At the time Wellspring Capital bought the company, it had about 793 locations and was under pressure from some analysts, who said it was not growing fast enough, according to press reports from the time. It appears it has made some headway in the growth department, particularly in large cities, despite a severe recession that’s crippled many companies in the restaurant industry.
Soon after taking over the company, Wellspring Capital installed as CEO Rick Silva, formerly a 13-year executive at Burger King, where he led efforts to improve restaurant operations and improve customer satisfaction as senior vice president of franchise operations, according to Capital IQ. At Checkers Drive-In Restaurants, Silva reportedly set up new systems to promote more consistent food quality, and oversaw market research to get a better grasp of the company’s customers in an effort to expand products and boost store growth.

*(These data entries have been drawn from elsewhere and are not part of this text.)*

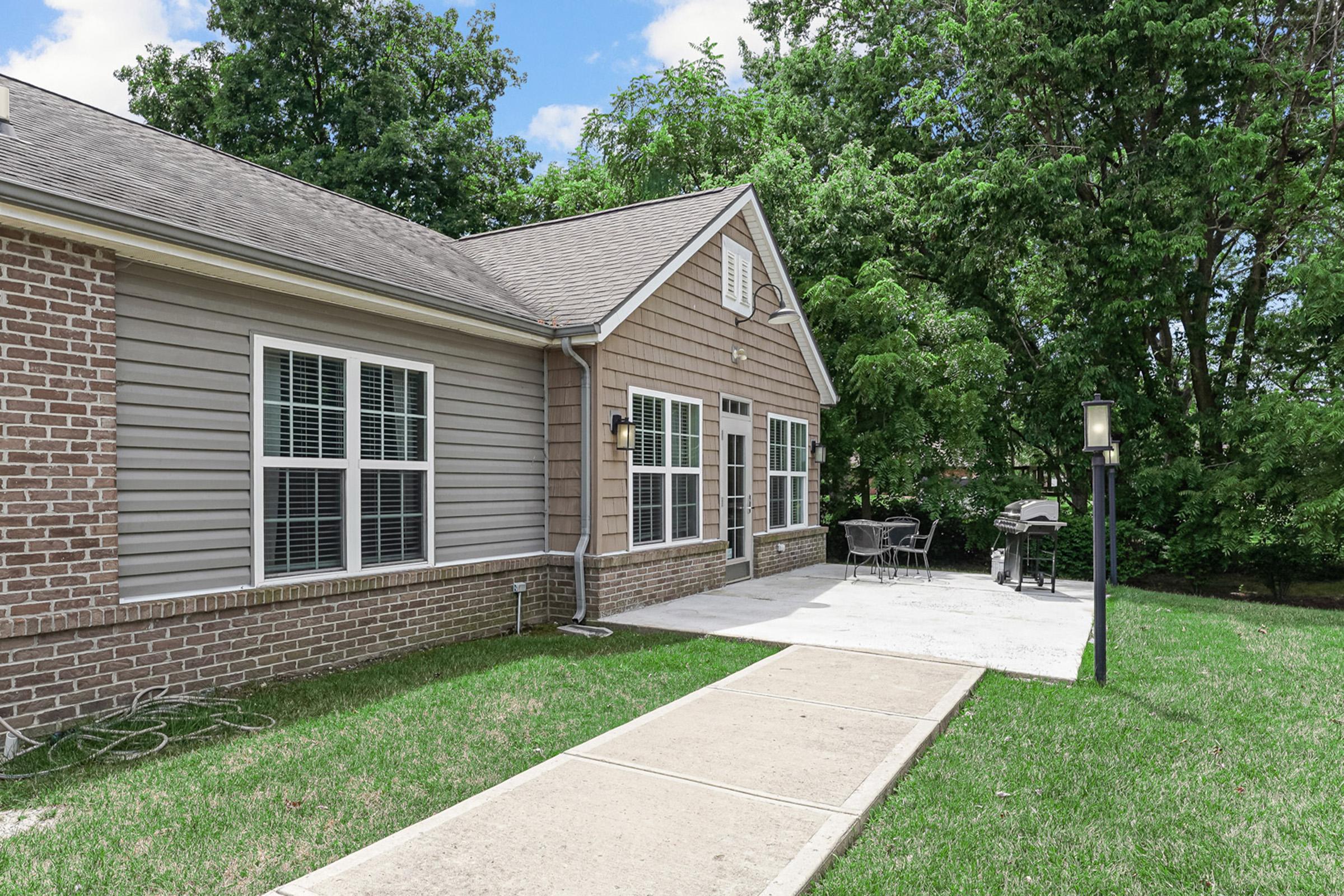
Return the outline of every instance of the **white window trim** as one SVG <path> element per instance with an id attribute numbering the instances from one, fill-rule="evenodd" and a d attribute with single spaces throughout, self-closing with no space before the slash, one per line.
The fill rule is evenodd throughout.
<path id="1" fill-rule="evenodd" d="M 289 458 L 266 457 L 265 437 L 265 353 L 267 348 L 308 355 L 339 357 L 345 361 L 345 457 L 344 458 Z M 348 579 L 368 571 L 401 572 L 434 566 L 434 365 L 391 355 L 374 355 L 336 345 L 302 343 L 276 336 L 253 334 L 251 344 L 251 545 L 253 587 Z M 425 459 L 423 461 L 366 461 L 360 458 L 360 364 L 382 364 L 425 373 Z M 266 536 L 262 489 L 269 467 L 345 470 L 343 494 L 343 525 L 345 566 L 313 574 L 266 576 Z M 425 473 L 425 559 L 414 563 L 376 564 L 366 567 L 360 556 L 360 470 L 419 470 Z"/>
<path id="2" fill-rule="evenodd" d="M 634 396 L 648 395 L 649 398 L 661 399 L 664 402 L 681 402 L 684 404 L 695 404 L 700 408 L 700 450 L 696 458 L 699 463 L 696 466 L 671 466 L 668 461 L 672 459 L 672 407 L 667 406 L 663 410 L 663 466 L 634 466 L 634 451 L 626 451 L 625 461 L 625 540 L 630 551 L 656 551 L 657 548 L 673 547 L 677 544 L 699 544 L 704 541 L 704 402 L 698 398 L 689 398 L 685 395 L 673 395 L 671 392 L 660 392 L 657 390 L 644 388 L 642 386 L 630 386 L 625 395 L 625 416 L 626 419 L 634 419 Z M 645 544 L 634 543 L 634 474 L 638 473 L 661 473 L 663 474 L 663 540 L 661 541 L 648 541 Z M 700 527 L 699 535 L 694 539 L 676 539 L 672 540 L 672 477 L 669 473 L 695 473 L 700 477 Z"/>
<path id="3" fill-rule="evenodd" d="M 808 426 L 808 422 L 805 419 L 802 419 L 801 416 L 785 416 L 784 414 L 766 414 L 765 419 L 766 419 L 766 422 L 765 422 L 765 528 L 766 528 L 766 532 L 784 532 L 786 529 L 805 529 L 805 528 L 808 528 L 808 520 L 809 520 L 809 516 L 808 516 L 808 490 L 809 490 L 809 488 L 812 485 L 808 481 L 810 478 L 810 476 L 812 476 L 812 469 L 810 469 L 812 467 L 812 454 L 810 454 L 810 446 L 808 445 L 808 439 L 810 438 L 810 430 L 812 430 L 812 427 Z M 785 446 L 785 458 L 788 458 L 788 463 L 790 466 L 789 470 L 771 470 L 770 469 L 770 420 L 784 420 L 785 422 L 785 433 L 789 434 L 789 445 Z M 792 469 L 792 466 L 793 466 L 793 453 L 792 453 L 793 451 L 793 424 L 794 423 L 801 423 L 802 424 L 802 447 L 804 447 L 805 451 L 808 451 L 806 454 L 804 454 L 805 459 L 802 462 L 802 473 L 796 473 Z M 802 523 L 788 523 L 786 521 L 785 525 L 770 525 L 770 480 L 773 480 L 775 477 L 778 477 L 781 480 L 785 480 L 785 500 L 786 500 L 785 510 L 784 510 L 784 519 L 785 520 L 789 520 L 792 517 L 790 510 L 792 510 L 792 505 L 793 505 L 793 490 L 792 490 L 793 484 L 788 482 L 788 480 L 802 477 Z"/>
<path id="4" fill-rule="evenodd" d="M 737 278 L 732 278 L 732 277 L 728 275 L 728 258 L 730 257 L 735 257 L 737 258 L 737 267 L 738 267 L 739 275 L 745 275 L 746 277 L 746 289 L 743 289 L 741 292 L 741 297 L 738 294 L 734 294 L 734 289 L 737 287 Z M 722 296 L 720 297 L 722 297 L 724 308 L 727 308 L 734 314 L 738 314 L 738 316 L 742 316 L 742 317 L 750 317 L 751 316 L 751 302 L 753 302 L 753 296 L 751 296 L 751 279 L 753 279 L 751 278 L 751 267 L 753 267 L 753 265 L 754 265 L 754 262 L 753 262 L 753 258 L 751 258 L 751 250 L 750 249 L 747 249 L 742 243 L 731 239 L 730 236 L 724 236 L 723 238 L 723 274 L 722 274 L 722 279 L 720 279 L 720 283 L 722 283 L 722 290 L 720 290 Z"/>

The company posted $660 million in sales in 2008, up $11 million from 2006, which a growth rate that beat the industry average, according to 2009 interview with Silva in the St. Petersburg Times.
In 2010, the company launched a new “Cold Creations Menu” that features shakes, cones and sundaes. In February 2011, the company announced it had signed agreements with four franchisees to develop 12 new restaurants over the next several years in Detroit, Philadelphia, Baltimore and in the Bronx, New York City. That announcement also states that the company is “seeking to add several new development agreements in key markets such as New York, Boston, Charlotte, Providence, and Orlando.”
The company has also launched a new digital campaign that features a Web site, a “companion mobile web experience,” and a social media strategy employing Facebook and Twitter, according to the company.
Today Checkers has more than 800 franchised and company-operated locations across 27 states, according to Wellspring Capital’s Web site. Its sales may have sagged however: Wellspring Capital’s Web site also says the company generates “more than $620 million in annual sales.” That’s $40 million less than the 2008 sales mentioned above, though it’s unclear how up-to-date Wellspring Capital’s Web site is; the company may also have sold off some assets.
Carl Stanton, a partner who helped lead the investment for Wellspring Capital, did not respond to requests for comment.